As he drew near the river, the general’s bathhouse, with white bath sheets hanging on the rails of the little bridge, rose before him. He ascended the bridge, stood there a moment, and without knowing why, touched one of the bath sheets. It felt rough and cold. He looked down at the water. The river was flowing rapidly, purling almost inaudibly around the piles of the bathhouse. The red moon was reflected in the water near the left bank; little ripples ran across the reflection, expanding it, then breaking it into bits, as though wishing to carry it off. …

“How foolish! How foolish!” he thought, gazing at the flowing water. “How stupid it all is!”

Now that he expected nothing, the incident of the kiss, his impatience, his vague hopes and disappointment, presented themselves to him in a clear light. It no longer seemed strange that he had waited in vain for the general’s messenger, or that he would never see the one who had accidentally kissed him instead of someone else; on the contrary, it would have been strange if he had seen her. …
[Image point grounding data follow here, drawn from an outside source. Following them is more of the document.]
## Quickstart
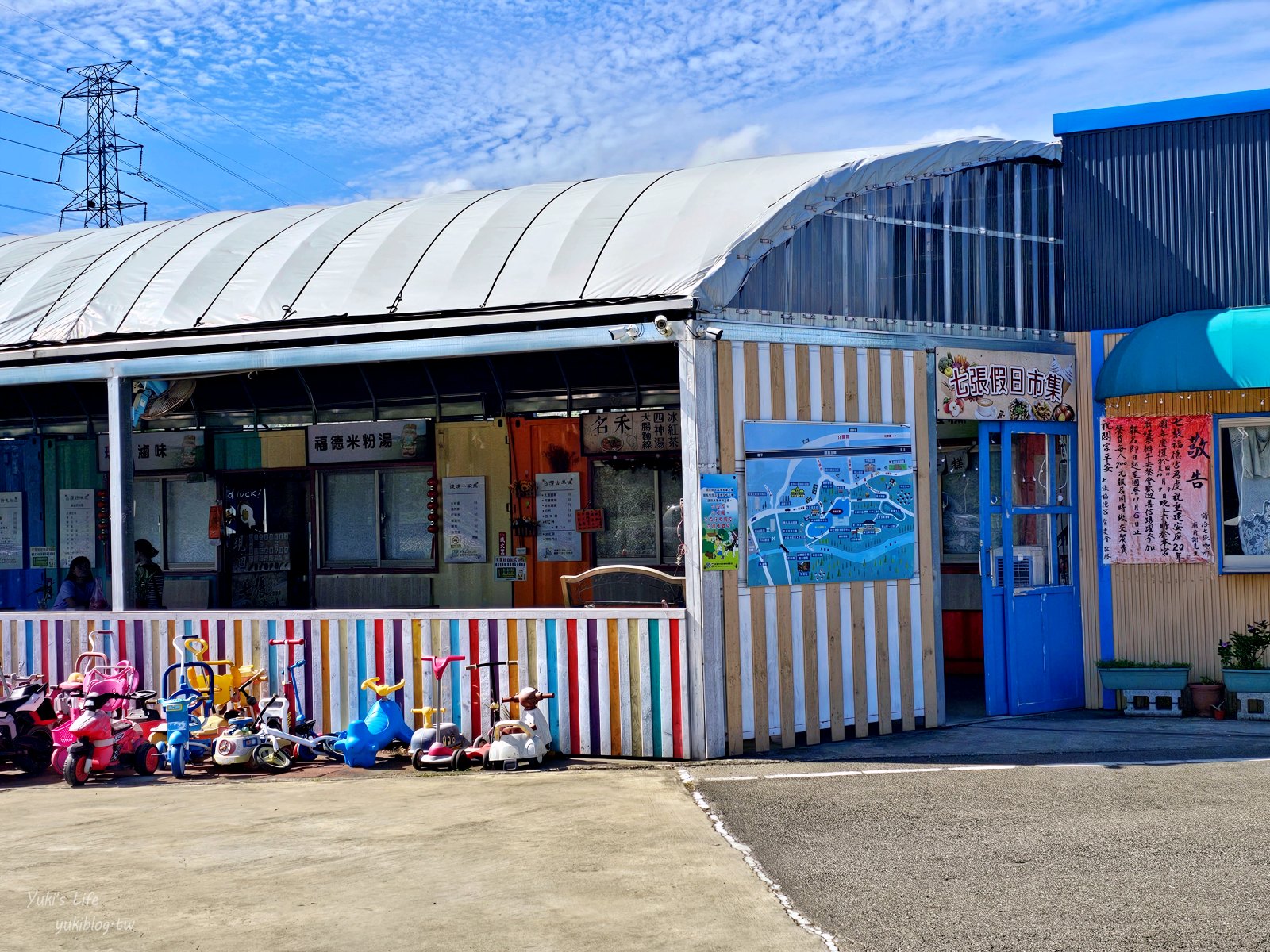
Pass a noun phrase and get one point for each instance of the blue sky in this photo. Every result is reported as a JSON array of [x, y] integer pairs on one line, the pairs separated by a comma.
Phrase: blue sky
[[397, 98]]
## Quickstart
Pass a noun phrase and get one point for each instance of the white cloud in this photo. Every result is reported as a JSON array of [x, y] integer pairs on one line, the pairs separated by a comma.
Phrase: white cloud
[[742, 144]]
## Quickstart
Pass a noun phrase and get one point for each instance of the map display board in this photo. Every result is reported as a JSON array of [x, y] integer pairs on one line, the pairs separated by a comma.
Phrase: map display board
[[829, 501]]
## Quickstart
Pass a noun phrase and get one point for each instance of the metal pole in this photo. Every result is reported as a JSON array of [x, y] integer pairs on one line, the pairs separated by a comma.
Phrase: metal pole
[[120, 442]]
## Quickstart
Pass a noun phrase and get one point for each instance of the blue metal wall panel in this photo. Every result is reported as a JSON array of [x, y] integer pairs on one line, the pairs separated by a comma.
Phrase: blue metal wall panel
[[1165, 219]]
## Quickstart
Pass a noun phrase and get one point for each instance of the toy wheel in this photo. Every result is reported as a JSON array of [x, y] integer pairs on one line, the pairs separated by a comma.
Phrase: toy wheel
[[270, 759], [145, 759], [76, 770], [37, 747]]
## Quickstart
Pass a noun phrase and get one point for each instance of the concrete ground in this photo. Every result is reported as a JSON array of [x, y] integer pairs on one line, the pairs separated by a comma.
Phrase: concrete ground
[[554, 860]]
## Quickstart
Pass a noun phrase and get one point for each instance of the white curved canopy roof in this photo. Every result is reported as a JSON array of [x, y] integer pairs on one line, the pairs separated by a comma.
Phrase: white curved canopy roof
[[692, 232]]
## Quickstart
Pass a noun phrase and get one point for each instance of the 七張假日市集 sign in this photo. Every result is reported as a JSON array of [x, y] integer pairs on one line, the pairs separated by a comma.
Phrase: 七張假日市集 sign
[[1003, 385]]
The river ran on, no one knew where or why, just as it had in May; from a small stream it flowed into a large river, from the river to the sea, then rose in vapor and returned in rain; and perhaps the very same water he had seen in May was again flowing before his eyes. … For what purpose? Why?

And the whole world, all of life, seemed to Ryabovich to be an incomprehensible, aimless jest. … Raising his eyes from the water and gazing at the sky, he again recalled how fate in the guise of an unknown woman had by chance caressed him; and remembering his summer dreams and fantasies, his life now seemed singularly meager, wretched, and drab.

When he returned to the hut he found not one of his comrades. The orderly informed him that they had all gone “to General Fontriabkin’s, who sent a messenger on horseback to invite them.” …. For an instant joy flamed in his breast, but he immediately stifled it and went to bed, and in his wrath with his fate, as though wishing to spite it, did not go to the general’s.